En todas las casas enmohecidas por el espanto hay un tragaluz que da al jardín. Un jardín verde de césped, con un árbol que busca el sol y, probablemente, un niño que pasea en bicicleta todas las tardes, entre las cuatro y las cinco, poco antes de cenar. Eso es lo que vemos quienes asistimos a la ceremonia del horror desde el sofá, frente al televisor, en ese momento en que el telediario escupe las noticias internacionales como si fueran huesos de aceitunas. Las matanzas en Oriente Medio, las penurias en Venezuela, las muertes en el Mediterráneo. Y un suceso terrible en Estados Unidos. Siempre hay un suceso terrible en Estados Unidos. La Policía halla a diez niños sometidos a torturas por sus padres en un pueblo de California. Donde el césped siempre es verde, los árboles siempre encuentran el sol y los niños siempre pasean en bicicleta por las tardes. Siempre que sus padres no hayan decidido encerrarlos, torturarlos, golpearlos, dispararles con una escopeta de perdigones o utilizarlos como ceniceros. Antes incluso de que hayan tenido tiempo de merecer un castigo.Tragaluz

Lo que no sabemos es qué se ve por ese tragaluz desde el sótano al que da luz y calor. No podemos imaginar qué les han contado a esos niños que no saben que su vida no es normal. Que ni siquiera es vida. El recluso de una cárcel conoce lo que existe al otro lado de los barrotes.
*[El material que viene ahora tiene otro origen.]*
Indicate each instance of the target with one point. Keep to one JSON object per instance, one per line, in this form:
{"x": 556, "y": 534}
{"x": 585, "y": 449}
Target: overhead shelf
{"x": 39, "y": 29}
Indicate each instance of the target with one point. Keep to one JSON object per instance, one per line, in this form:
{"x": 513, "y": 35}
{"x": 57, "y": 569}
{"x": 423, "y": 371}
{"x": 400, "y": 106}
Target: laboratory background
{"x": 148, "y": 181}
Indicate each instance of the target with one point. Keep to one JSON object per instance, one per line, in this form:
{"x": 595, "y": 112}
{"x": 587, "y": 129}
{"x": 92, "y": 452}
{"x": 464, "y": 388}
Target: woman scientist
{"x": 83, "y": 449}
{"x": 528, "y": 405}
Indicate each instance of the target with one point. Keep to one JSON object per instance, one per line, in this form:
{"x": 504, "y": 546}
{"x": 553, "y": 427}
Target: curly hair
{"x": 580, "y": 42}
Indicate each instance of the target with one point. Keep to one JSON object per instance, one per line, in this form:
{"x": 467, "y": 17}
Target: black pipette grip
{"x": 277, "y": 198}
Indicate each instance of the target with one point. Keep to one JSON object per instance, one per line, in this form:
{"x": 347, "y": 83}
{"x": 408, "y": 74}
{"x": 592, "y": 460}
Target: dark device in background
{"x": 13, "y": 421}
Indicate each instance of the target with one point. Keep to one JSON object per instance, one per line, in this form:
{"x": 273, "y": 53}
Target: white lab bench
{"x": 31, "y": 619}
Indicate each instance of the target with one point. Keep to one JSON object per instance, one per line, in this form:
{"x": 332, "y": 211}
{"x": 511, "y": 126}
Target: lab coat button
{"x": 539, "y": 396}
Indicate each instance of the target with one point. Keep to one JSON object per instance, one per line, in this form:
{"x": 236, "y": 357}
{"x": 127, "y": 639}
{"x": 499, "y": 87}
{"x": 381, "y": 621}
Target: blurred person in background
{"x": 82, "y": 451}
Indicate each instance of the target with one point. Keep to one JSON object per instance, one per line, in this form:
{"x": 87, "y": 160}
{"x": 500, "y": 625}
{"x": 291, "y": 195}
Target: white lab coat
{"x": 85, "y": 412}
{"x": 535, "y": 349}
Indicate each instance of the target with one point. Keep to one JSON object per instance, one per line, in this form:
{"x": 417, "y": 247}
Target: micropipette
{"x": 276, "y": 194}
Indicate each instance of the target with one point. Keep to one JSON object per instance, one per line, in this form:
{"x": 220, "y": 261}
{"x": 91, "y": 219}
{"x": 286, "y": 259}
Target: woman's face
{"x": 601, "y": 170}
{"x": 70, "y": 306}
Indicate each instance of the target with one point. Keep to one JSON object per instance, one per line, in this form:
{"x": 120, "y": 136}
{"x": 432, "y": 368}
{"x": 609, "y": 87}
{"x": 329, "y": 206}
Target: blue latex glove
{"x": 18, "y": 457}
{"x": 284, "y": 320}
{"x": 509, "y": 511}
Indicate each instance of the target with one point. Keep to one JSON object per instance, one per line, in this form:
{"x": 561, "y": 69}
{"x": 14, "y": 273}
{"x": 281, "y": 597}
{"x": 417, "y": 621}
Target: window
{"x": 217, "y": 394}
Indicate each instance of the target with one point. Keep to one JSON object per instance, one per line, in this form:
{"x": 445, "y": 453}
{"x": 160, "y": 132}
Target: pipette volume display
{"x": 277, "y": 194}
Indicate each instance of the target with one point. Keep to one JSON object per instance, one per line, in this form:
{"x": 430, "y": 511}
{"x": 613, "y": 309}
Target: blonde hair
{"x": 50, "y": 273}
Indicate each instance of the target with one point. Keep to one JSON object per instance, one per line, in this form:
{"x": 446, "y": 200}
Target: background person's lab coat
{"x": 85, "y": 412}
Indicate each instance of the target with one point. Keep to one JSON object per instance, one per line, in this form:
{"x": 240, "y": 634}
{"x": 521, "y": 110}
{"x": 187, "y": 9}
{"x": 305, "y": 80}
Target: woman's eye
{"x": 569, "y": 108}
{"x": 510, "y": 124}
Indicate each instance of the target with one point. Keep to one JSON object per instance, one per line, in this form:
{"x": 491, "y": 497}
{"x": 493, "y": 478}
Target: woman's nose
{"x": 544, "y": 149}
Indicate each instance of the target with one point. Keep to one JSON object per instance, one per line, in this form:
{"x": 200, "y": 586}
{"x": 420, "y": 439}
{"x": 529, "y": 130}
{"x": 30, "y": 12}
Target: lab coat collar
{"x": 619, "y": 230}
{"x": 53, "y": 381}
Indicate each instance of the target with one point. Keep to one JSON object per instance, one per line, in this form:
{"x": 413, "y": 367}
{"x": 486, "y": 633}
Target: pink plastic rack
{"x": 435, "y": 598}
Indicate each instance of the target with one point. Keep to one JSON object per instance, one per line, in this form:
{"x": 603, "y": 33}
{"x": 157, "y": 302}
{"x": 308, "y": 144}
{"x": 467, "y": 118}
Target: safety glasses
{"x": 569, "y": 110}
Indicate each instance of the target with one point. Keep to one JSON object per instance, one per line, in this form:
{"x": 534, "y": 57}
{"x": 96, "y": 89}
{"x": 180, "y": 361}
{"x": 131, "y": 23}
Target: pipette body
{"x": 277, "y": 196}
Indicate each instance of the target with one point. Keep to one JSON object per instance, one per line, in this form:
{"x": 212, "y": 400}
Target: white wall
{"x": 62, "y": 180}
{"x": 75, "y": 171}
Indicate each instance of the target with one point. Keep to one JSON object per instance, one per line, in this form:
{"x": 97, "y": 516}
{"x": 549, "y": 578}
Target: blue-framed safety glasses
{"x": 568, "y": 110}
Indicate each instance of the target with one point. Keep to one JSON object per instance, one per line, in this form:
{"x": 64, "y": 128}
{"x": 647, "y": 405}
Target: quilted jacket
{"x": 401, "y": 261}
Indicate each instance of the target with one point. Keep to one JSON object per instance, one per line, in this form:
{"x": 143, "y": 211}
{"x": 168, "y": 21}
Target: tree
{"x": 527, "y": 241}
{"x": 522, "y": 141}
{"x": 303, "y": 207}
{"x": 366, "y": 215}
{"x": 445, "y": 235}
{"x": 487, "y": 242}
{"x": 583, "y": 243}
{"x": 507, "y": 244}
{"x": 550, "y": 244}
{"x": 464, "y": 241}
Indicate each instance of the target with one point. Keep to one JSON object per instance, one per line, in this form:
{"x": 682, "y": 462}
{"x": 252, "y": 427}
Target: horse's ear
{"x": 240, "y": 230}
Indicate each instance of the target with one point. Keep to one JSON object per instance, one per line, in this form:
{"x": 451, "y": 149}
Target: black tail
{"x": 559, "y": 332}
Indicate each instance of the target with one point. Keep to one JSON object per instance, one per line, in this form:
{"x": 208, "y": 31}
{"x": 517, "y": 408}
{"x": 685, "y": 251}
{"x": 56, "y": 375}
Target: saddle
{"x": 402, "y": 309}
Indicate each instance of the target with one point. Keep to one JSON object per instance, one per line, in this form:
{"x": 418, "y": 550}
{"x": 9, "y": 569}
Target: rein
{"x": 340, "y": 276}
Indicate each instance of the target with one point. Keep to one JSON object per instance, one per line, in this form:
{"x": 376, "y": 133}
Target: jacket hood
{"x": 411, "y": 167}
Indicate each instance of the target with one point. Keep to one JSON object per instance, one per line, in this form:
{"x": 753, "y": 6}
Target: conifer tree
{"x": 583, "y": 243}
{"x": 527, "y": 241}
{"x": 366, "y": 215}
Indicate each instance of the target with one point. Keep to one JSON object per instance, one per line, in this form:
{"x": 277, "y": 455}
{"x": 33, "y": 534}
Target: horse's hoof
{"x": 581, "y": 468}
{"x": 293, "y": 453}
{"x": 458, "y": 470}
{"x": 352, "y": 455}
Pero nadie te prepara para comprender el peso de las carteras escolares, el impacto del pie en un balón, el aroma a champú de una cabeza rubia bien lavada o el escalofrío que se siente en la espalda al introducirte lentamente en un lago entre montañas. Entre los cuatro meses y los doce años, las edades de los niños rescatados por la Policía californiana, todo lo que debes hacer en tu vida es aprender. Salvo que tus padres hayan decidido comenzar las lecciones por el último capítulo. El del horror, el del dolor, el de la muerte que, a veces, sabe llegar muy tarde.

Y qué más. Ah, sí. Dios o el diablo. Nada más puede hacer que una pareja llegue a los dos dígitos en la contabilidad familiar que Dios o el diablo. Da lo mismo que sean los trece hijos de los Turpin, que hace apenas seis meses saltaron a los medios con su método fundamentalista de destrozar infancias mediante juguetes, uniformes, malnutrición y cadenas con candado. O las víctimas de Ina Rogers y Jonathan Allen, a quien su suegra acusa de satánico. Da lo mismo que se les dibuje un mundo lleno de asesinatos, violaciones, guerras, pecados y películas de Lars Von Trier. O que se les oculte un mundo de juegos, lecciones de matemáticas, excursiones y descuentos en el McDonald’s. Al final, lo único que cuenta es lo que esos niños ven por el tragaluz. Ese impulso que les obliga a escapar de casa, dejar que los encuentren y, por fin, darse cuenta de que no han vivido más que un capítulo de sucesos. A manos de sus padres.